Перейти на страницу:

— Брат с петлей на шее и мать-старуха в сорок лет, — поддержал Семена Алексеевича Артист.

— Не знаю, — покачал головой Кактус, — до стихов ли ему было? Я вам это как врач говорю.

— Вот и я не знаю, обратилось бы тогда сердце четырнадцатилетнего Сергея Александровича к проблемам «пташек малых»… — невесело произнес Мартов, — может, потому и нет у нас сегодня Пушкиных, Чайковских, Репиных… Потому вот и Сергей наш в сей момент не в лицее постигает изящные науки, а мерзнет на подоконнике девятого этажа коммуналки сто тридцать седьмой серии… и не до улыбок ему красавицы весны…

— Красавица весна… — вздохнув, повторила Елена Александровна, — Красавица… Красавин… Тот легкораненый, который жив остался. Знакомая уж больно фамилия.

— Красавин, говорите, — задумался Мартов, — у меня на фамилии, признаюсь, память плохая, но что-то действительно вспоминается. Не через нас ли проходил?

— Правильно! Был у нас Красавин, — Елена Александровна подошла к столу и стала перебирать документы, — и не очень давно был. Теперь точно помню. Ну, вот и нашелся наш Красавин. Николай Анатольевич. Мы его дело осенью рассматривали. Так… Восемь лет строгого режима. Хранение и распространение наркотических средств среди несовершеннолетних. Задержан в школе. При себе имел десять граммов героина, что является партией «крупных размеров». А вот и ходатайство его. Отсидел чуть больше месяца, а уже о помиловании пишет. Пожалуй, это и не ходатайство вовсе, и даже не прошение, а категорическое требование: «…Я ещё очень молод. И вы просто обязаны дать мне шанс…»

— Ну и что, Елена Александровна, дали мы ему шанс? — спросил Кактус.

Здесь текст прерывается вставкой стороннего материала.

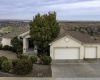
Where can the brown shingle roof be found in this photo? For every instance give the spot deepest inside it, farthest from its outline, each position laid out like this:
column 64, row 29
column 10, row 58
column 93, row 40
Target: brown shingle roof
column 82, row 37
column 16, row 33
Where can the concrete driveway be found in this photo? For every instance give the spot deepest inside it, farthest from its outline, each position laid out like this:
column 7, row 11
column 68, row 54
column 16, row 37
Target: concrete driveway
column 76, row 69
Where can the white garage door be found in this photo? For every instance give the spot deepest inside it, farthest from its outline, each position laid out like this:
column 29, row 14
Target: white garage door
column 66, row 53
column 90, row 52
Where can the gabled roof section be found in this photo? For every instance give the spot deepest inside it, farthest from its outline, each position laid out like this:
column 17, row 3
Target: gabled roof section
column 82, row 37
column 18, row 32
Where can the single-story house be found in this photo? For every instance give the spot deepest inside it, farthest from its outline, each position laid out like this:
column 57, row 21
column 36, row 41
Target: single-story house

— Нет, конечно. Вот протокол. Отказали. Единогласно. Ротиков тоже «за».

— Кто бы сомневался, — отреагировал Артист, — когда отказать, то Ротиков всегда «за». Слушайте, дорогие мои, а чего, скажите на милость, его к нам сюда прислали?.. Ему бы в трибунал… ох на месте бы был…

— При чем здесь трибунал? — Ротиков встал и подошел к коляске Артиста. — Вы считаете, что раз комиссия по помилованию, то такие, как я, в ней не нужны. Ошибаетесь! Очень даже нужны. Я верю в наш закон, верю в правоохранительную систему, судам верю. По крайней мере в сто раз больше, чем всем этим, которые прошения пишут, — Есенину, Красавину этому… Они вам напишут. А вы, наивные, читаете. Ещё и слезу пустить готовы.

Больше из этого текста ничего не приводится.